Last Friday (the 16th of January) the UK Space Agency held a press conference to announce what it thinks happened to Beagle 2. Using new images taken by NASA’s Mars Reconnaissance Orbiter, it is believed that they have found the lander on Mars’ surface, and these images can be used to possibly better understand why the lander failed.
The background to Beagle 2
Beagle 2 was a lander designed to look for signs of life on Mars. It was named after the Beagle, which famously took Charles Darwin to the Galapagos islands in the 1830s; a voyage which played a key role in Darwin developing his theory of evolution. As the project’s lead-scientist Colin Pillinger explained
HMS Beagle was the ship that took Darwin on his voyage around the world in the 1830s and led to our knowledge about life on Earth making a real quantum leap. We hope Beagle 2 will do the same thing for life on Mars.

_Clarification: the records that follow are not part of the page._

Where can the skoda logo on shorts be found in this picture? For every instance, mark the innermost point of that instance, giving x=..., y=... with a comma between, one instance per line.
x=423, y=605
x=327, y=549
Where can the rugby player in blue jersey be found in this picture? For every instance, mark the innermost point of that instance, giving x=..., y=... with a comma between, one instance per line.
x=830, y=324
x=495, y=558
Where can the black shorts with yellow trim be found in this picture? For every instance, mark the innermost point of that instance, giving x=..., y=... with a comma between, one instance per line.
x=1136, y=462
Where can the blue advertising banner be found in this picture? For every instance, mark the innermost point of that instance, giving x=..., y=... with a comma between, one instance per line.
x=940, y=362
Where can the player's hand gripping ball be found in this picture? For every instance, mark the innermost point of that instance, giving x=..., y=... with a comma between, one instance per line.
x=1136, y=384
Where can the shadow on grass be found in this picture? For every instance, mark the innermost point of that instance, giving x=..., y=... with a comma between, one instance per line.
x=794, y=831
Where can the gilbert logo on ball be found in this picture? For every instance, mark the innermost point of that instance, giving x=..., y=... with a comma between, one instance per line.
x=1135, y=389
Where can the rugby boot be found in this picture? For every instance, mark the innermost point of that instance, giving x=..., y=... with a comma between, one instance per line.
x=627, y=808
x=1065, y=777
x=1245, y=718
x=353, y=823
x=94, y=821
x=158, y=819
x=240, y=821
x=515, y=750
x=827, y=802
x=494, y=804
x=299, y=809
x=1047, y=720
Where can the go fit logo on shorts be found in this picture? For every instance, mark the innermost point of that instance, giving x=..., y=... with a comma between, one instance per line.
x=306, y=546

Beagle 2 was designed and built by a team of mainly UK-based scientists and engineers, and went to Mars as part of ESA’s Mars Express mission, which left Earth in June 2003 and reached Mars in December of the same year. The Beagle 2 lander was just under 1-metre in diameter, and looked a little like two back-to-back dustbin lids. The intention was for Beagle 2 to land at a location known as Isidis Planatia, a large flat sedimentary basin near Mars’ equator, Upon landing, Beagle 2 would unfold a series of “petals” to deploy its solar panels and scientific instruments. These instruments included a drill to get below the surface of Mars to look for signs of microbial life on the planet.
As the Mars Express mothership approached Mars, the Beagle 2 lander successfully separated on the 19th of December at 8:31 UT. It was meant to land on the surface on the 25th of December, and upon landing it had been programmed to announce its arrival by playing some music composed by Britpop band Blur. However, Beagle 2 never announced its landing and it has always been assumed that it probably crashed into the surface. But, of course, no one has known the reasons for this failure, and it would greatly help future missions if scientists could learn more about why the lander failed to land safely.

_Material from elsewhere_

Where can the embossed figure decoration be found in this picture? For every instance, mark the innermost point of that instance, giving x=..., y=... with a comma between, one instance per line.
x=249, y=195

The new images taken by the Mars Reconnaissance Orbiter
There are several satellites in orbit about Mars, including ESA’s Mars Express, and these orbiters take images of Mars’ surface. NASA’s Mars Reconnaissance Orbiter, which arrived at Mars in March 2006, has the highest resolution camera of all of the current satellites, a camera known as HiRISE (High Resolution Imaging Science Experiment). Using techniques of adding multiple images together which are slightly offset from each other, HiRISE is able to see detail on the surface down to a size of only 5cm.
HiRISE has already taken images of other probes which have landed on Mars’ surface, namely Vikings 1 and 2 (which landed in the 1970s), and Spirit, Opportunity and the Mars Curiosity Rover. It has been looking for Beagle 2 for the last few years, and Friday’s announcement was to say that they have finally imaged it.

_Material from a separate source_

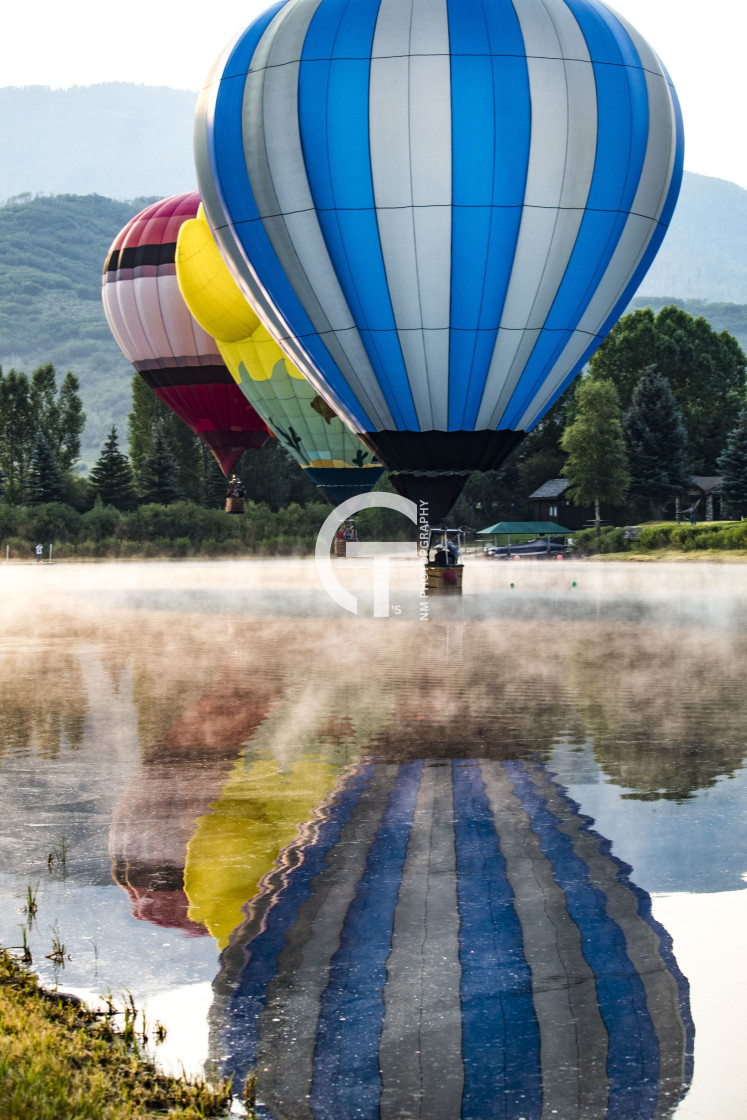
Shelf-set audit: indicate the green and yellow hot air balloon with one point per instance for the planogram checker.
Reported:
(335, 459)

The image is shown below, from the news story on the BBC website. Although the image is blurry, it shows that Beagle 2 appears to have landed safely on the surface of Mars, and did not crash as had long been thought. Instead, the problem seems to be that not all of the four petals deployed properly; it would seem the third and fourth petals failed to open. This failure would have rendered Beagle 2’s communication system unable to send any signals to announce its presence, as part of it lay below the fourth petal on the base of the lander.
Why the fourth petal failed to open is still a mystery. It may have been due to Beagle 2 suffering some damage upon landing, or the failure of a motor. Whatever the reason, the fact that Beagle 2 did land on Mars rather than crash will come as a great comfort to those who were involved in the project; although to have come so close and for the mission to fail must also be quite frustrating.
ESA plans to send a rover to Mars in 2018, and lessons learnt from Beagle 2’s failure will hopefully ensure that the the ExoMars mission is a success.